I like the actual art AND I like the message. I like the idea that people of all walks are able to look at Lady Liberty and see themselves reflected. Apparently, not all people are as impressed as I am:
A Democratic congressman is taking heat from Sarah Palin and other conservatives for a painting hanging in his California district office that depicts the Statue of Liberty as a Muslim woman.
We the People Rising, a conservative-leaning activist group, was among the first to object to the painting in Rep. Lou Correa’s district office in Santa Ana, Calif., arguing it violates the separation of church and state.
And more; from a video posted on We the People Rising’s website:
“You guys have a picture out in front of your office with the Statue of Liberty wearing a hijab, which I find reprehensible and disrespectful,” one of the members tells a staffer in the first video. “I would like to request that you remove it.”
Again, I don’t understand the reprehensible and disrespectful nature of the painting. It’s not mocking the Lady, it doesn’t depict her in a negative light. All it does is show what Liberty might look like if she were standing in another part of the world.
Kinda like depicting Jesus as a white guy standing in America rather than the brown guy he really was.
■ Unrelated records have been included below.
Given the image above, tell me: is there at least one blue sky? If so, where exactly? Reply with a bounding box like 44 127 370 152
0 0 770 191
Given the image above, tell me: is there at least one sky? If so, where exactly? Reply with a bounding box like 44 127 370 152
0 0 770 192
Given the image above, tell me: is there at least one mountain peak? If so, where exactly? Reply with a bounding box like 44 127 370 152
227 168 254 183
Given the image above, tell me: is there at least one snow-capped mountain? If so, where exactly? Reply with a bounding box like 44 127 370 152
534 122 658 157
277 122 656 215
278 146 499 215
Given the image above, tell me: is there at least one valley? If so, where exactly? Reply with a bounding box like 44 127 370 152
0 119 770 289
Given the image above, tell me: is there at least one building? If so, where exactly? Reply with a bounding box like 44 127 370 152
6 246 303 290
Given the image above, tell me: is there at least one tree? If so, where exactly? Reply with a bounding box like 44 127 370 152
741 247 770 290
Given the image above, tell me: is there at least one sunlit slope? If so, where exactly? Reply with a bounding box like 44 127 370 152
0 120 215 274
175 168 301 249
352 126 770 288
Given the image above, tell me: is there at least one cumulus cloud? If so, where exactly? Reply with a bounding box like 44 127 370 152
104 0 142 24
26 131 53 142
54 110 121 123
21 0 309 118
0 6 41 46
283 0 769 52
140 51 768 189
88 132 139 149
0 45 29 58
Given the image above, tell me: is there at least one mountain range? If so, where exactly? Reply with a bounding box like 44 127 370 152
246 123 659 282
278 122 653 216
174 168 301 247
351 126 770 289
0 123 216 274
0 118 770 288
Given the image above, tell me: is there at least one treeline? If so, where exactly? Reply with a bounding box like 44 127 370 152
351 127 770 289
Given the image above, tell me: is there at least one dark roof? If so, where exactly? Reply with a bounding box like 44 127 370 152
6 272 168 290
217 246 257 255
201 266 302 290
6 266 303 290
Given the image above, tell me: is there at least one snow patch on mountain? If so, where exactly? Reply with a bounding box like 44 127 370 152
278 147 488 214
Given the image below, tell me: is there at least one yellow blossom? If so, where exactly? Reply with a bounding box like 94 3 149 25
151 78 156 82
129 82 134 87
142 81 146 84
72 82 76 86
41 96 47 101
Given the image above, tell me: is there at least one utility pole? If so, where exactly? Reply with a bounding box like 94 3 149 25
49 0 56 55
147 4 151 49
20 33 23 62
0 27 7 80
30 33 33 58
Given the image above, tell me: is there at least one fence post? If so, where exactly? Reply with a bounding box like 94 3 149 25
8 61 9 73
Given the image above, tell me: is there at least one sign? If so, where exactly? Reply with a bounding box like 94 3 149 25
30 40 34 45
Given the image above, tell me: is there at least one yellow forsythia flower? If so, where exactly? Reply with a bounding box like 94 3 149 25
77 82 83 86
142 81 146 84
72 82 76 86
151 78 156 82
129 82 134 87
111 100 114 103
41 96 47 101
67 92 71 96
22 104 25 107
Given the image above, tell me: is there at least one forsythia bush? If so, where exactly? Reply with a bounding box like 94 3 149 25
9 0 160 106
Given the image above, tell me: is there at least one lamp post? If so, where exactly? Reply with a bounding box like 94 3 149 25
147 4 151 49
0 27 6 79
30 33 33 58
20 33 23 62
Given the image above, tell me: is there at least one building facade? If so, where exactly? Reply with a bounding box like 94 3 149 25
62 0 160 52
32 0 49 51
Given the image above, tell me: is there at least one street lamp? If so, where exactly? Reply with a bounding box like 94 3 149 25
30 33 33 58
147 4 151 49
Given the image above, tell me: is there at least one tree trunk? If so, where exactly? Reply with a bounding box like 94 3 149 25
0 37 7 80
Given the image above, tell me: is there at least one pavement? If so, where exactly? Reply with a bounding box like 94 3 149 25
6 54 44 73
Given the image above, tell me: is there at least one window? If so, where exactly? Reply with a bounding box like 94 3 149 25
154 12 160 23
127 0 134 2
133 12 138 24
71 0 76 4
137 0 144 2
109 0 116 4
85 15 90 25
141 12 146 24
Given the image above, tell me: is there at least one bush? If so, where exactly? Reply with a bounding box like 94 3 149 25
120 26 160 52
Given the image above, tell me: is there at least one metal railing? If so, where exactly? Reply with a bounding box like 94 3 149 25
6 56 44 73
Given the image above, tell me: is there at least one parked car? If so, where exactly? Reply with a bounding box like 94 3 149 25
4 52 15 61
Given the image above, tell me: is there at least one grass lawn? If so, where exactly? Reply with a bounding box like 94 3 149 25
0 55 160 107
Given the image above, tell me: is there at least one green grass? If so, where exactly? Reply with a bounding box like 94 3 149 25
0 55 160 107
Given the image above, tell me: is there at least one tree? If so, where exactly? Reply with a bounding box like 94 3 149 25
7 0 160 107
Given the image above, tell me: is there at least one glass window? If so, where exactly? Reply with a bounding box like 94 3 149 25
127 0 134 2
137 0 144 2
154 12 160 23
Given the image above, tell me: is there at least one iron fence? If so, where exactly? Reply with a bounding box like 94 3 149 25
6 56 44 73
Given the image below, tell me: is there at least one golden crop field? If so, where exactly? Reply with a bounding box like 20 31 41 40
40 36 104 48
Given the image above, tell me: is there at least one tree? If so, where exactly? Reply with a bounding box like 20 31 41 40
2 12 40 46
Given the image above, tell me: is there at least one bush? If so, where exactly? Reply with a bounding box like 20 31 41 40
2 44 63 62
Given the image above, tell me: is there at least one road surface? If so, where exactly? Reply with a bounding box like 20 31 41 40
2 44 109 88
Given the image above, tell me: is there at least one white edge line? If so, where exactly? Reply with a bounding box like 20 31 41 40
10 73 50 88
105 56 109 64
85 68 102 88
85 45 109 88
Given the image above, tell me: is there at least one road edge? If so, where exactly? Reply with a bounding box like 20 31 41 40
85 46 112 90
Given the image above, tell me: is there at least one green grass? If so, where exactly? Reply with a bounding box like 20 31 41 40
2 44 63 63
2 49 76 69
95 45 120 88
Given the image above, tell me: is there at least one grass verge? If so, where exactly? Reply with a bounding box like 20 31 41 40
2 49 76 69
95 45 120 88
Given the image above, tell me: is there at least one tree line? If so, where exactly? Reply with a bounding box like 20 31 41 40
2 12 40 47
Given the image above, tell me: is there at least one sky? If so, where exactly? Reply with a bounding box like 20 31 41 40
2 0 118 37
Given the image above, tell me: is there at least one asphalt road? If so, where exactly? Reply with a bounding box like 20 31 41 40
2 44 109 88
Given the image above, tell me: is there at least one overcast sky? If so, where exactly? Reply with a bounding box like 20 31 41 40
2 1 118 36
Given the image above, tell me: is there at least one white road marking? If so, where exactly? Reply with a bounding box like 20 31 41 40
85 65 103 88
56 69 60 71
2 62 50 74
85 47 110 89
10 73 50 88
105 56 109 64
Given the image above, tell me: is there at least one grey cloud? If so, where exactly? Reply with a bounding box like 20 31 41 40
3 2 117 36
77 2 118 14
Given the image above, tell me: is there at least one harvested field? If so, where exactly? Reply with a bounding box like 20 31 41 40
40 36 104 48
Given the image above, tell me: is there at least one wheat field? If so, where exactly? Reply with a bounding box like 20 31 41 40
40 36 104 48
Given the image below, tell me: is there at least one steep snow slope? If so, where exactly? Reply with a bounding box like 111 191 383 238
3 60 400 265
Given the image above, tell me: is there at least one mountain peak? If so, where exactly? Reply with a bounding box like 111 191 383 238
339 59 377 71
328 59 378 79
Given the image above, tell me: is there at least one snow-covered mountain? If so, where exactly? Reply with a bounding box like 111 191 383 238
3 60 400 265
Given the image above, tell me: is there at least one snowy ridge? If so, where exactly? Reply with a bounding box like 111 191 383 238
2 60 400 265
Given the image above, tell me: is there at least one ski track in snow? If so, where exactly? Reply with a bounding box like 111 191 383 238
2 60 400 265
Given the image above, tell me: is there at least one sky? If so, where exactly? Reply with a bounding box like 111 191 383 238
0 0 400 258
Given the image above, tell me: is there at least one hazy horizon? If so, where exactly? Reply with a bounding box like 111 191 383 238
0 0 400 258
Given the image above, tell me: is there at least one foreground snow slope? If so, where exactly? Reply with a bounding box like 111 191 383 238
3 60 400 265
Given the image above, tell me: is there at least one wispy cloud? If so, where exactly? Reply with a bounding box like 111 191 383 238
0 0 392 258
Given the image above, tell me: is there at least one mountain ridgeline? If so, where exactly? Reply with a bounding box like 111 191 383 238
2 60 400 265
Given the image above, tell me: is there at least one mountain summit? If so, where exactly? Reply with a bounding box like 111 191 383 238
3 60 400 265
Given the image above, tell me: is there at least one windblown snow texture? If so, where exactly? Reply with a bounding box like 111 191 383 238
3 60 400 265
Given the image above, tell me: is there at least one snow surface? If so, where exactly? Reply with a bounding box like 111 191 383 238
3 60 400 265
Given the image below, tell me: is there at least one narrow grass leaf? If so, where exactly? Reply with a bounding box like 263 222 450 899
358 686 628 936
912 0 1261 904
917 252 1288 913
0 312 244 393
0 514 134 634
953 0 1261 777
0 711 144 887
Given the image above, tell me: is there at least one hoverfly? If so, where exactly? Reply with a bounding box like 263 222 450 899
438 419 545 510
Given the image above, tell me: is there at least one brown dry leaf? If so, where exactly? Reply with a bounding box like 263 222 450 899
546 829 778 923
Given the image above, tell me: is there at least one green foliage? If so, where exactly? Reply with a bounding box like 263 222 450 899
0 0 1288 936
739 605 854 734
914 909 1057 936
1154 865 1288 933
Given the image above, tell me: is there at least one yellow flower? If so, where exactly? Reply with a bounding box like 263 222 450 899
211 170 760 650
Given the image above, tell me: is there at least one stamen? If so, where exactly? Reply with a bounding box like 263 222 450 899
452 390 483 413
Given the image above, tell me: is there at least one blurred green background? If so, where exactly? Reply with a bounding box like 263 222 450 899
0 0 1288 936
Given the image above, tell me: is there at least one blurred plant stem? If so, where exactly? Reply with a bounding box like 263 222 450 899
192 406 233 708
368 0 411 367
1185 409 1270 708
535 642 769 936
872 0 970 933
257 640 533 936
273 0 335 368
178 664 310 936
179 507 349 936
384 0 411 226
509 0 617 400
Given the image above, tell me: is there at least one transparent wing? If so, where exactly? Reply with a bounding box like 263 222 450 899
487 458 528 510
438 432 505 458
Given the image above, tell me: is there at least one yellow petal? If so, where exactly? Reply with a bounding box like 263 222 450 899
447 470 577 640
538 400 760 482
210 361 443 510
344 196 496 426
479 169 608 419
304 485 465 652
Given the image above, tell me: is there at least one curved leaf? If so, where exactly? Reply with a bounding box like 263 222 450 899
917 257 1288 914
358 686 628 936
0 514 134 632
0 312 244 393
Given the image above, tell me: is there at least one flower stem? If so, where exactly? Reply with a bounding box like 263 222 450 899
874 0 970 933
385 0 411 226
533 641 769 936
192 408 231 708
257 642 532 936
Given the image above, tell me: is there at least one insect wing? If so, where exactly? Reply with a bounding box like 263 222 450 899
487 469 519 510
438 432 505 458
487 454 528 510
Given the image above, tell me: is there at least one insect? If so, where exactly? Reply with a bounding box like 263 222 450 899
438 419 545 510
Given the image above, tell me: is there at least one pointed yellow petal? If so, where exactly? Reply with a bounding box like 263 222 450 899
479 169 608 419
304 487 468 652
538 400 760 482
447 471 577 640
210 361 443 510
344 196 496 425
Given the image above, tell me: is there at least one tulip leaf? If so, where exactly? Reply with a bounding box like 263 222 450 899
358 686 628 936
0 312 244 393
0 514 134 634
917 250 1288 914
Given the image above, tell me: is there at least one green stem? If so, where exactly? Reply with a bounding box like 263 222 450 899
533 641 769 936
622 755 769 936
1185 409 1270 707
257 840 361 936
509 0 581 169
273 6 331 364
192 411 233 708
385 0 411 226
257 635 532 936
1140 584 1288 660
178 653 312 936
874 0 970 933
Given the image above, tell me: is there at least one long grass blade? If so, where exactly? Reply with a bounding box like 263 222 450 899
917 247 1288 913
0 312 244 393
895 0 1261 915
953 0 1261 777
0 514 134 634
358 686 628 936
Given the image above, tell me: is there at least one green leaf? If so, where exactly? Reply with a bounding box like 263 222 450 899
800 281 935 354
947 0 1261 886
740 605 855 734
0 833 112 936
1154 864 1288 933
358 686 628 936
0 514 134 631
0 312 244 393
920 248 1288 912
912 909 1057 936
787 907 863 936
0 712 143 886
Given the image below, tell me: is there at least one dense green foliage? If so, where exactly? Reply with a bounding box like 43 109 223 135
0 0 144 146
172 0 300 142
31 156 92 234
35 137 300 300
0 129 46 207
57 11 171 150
And speaking of religion, how is the painting supposed to violate the separation of church and state? And since when have conservatives minded such violations; though it is delicious to see such an argument used against a democrat.
As I’ve explained over and over – the concept of such separation between the church and the state does not mean that there can be no explicit religion in the state, only that the leader of state cannot be te same leader of the church. Or, that there be no official nation religion supported by the state.
If congress wants to open with a prayer to Allah, they may. The idea that a congressman can’t have a religious symbol in his office is insane; no one makes a fuss, or should make such fuss, when a congressman wears a cross chain, or has the Bible in his shelf or other such outward symbols.
As far as I’m concerned, the more Muslim girls that yearn from America’s Liberty the better this world will be!